Reputation: 311
I am a beginner with R. Now, I have a vector in a data.frame like this
city
Kirkland,
Bethesda,
Wellington,
La Jolla,
Berkeley,
Costa, Evie KW172NJ
Miami,
Plano,
Sacramento,
Middletown,
Webster,
Houston,
Denver,
Kirkland,
Pinecrest,
Tarzana,
Boulder,
Westfield,
Fair Haven,
Royal Palm Beach, Fl
Westport,
Encino,
Oak Ridge,
I want to clean it. What I want is all the city names before the comma. How can I get the result in R? Thanks!
Upvotes: 18
Views: 41527
Reputation: 1080
If the this was a column in a dataframe, we can use tidyverse.
library(dplyr)
x <- c("London, UK", "Paris, France", "New York, USA")
x <- as.data.frame(x)
x %>% separate(x, c("A","B"), sep = ',')
A B
1 London UK
2 Paris France
3 New York USA
Upvotes: 4
Reputation: 109844
This works as well:
x <- c("London, UK", "Paris, France", "New York, USA")
library(qdap)
beg2char(x, ",")
## > beg2char(x, ",")
## [1] "London" "Paris" "New York"
Upvotes: 2
Reputation: 49033
You can use gsub
with a bit of regexp :
cities <- gsub("^(.*?),.*", "\\1", df$city)
This one works, too :
cities <- gsub(",.*$", "", df$city)
Upvotes: 26
Reputation: 61154
Just for fun, you can use strsplit
> x <- c("London, UK", "Paris, France", "New York, USA")

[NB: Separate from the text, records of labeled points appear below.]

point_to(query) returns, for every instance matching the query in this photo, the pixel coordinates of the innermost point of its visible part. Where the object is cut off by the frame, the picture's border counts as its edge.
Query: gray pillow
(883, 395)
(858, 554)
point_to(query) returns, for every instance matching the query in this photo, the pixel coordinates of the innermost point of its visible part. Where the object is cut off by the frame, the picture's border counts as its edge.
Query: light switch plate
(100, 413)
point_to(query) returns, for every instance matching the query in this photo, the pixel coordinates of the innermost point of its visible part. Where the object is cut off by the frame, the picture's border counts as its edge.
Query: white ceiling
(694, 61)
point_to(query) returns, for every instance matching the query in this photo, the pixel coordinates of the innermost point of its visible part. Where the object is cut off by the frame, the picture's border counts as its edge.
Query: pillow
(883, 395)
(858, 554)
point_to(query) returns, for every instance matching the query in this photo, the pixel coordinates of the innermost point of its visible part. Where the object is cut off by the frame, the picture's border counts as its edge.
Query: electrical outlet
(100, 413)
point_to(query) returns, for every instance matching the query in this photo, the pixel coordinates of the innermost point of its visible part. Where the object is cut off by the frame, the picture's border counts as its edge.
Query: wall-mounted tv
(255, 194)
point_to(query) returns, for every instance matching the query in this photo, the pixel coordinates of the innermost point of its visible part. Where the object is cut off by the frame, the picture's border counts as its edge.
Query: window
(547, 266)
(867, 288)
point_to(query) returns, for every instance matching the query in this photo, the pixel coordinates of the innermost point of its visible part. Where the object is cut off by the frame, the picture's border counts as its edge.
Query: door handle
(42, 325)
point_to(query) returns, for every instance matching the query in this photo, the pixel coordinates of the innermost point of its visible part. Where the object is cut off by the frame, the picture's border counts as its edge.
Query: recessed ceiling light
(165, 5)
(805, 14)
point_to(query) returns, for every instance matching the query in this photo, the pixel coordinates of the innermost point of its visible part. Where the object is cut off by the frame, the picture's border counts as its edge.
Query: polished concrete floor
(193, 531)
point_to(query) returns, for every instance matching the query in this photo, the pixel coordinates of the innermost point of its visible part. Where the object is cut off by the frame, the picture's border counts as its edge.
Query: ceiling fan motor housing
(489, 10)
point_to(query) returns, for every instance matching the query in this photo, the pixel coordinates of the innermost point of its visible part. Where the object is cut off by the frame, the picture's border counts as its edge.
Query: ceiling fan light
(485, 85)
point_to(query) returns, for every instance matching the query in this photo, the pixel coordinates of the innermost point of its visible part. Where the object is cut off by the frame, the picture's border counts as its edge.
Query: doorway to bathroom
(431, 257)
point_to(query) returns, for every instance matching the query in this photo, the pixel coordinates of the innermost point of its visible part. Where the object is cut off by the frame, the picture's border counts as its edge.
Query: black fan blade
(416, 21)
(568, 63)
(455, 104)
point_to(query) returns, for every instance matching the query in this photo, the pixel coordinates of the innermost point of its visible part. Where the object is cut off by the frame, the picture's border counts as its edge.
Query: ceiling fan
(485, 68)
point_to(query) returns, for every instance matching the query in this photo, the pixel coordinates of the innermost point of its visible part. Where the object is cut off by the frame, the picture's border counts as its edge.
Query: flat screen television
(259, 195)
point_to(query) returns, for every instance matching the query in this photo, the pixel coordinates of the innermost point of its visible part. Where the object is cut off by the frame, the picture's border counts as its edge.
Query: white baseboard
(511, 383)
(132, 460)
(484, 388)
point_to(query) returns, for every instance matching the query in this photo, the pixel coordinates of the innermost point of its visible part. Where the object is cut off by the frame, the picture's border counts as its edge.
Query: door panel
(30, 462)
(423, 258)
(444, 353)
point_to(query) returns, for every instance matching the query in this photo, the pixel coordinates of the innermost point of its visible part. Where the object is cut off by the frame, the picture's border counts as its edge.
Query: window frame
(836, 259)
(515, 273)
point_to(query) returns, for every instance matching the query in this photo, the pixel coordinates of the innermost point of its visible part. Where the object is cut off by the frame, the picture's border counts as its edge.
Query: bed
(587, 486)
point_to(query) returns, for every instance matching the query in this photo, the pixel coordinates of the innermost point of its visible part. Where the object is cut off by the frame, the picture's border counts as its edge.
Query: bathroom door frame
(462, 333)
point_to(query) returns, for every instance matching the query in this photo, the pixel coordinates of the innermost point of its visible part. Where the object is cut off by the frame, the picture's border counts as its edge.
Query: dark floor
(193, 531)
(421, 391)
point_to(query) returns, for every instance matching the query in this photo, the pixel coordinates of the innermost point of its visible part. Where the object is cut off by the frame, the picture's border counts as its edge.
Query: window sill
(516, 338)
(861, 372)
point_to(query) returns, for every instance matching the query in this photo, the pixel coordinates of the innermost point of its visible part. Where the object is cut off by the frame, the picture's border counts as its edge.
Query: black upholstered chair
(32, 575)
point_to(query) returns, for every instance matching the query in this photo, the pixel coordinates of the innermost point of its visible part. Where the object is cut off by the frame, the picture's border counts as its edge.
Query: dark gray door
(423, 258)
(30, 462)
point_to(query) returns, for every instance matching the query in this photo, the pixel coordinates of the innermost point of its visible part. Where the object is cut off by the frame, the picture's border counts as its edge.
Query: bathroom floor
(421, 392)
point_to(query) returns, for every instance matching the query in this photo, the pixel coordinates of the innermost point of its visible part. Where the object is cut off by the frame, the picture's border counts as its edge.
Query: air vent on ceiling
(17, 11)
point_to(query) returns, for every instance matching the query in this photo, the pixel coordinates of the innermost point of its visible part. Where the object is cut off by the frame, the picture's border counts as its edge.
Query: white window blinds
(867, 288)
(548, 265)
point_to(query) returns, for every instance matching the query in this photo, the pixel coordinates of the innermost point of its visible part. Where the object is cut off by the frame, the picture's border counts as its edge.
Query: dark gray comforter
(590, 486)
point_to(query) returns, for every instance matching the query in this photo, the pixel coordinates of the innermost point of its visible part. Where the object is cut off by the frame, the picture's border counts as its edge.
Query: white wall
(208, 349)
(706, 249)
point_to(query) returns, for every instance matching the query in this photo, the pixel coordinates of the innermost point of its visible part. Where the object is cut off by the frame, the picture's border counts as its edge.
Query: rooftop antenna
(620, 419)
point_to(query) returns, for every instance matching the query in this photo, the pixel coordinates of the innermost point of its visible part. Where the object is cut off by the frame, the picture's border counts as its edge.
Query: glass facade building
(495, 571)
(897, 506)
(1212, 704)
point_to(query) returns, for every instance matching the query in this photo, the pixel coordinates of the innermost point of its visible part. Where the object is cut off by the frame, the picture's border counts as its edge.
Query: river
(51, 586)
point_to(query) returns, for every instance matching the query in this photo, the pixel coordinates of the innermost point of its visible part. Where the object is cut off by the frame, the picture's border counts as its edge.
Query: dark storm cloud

> sapply(strsplit(x, ","), "[", 1)
[1] "London" "Paris" "New York"
Upvotes: 7
Reputation: 66834
You could use regexpr
to find the position of the first comma in each element and use substr
to snip them at this:
x <- c("London, UK", "Paris, France", "New York, USA")
substr(x,1,regexpr(",",x)-1)
[1] "London" "Paris" "New York"
Upvotes: 4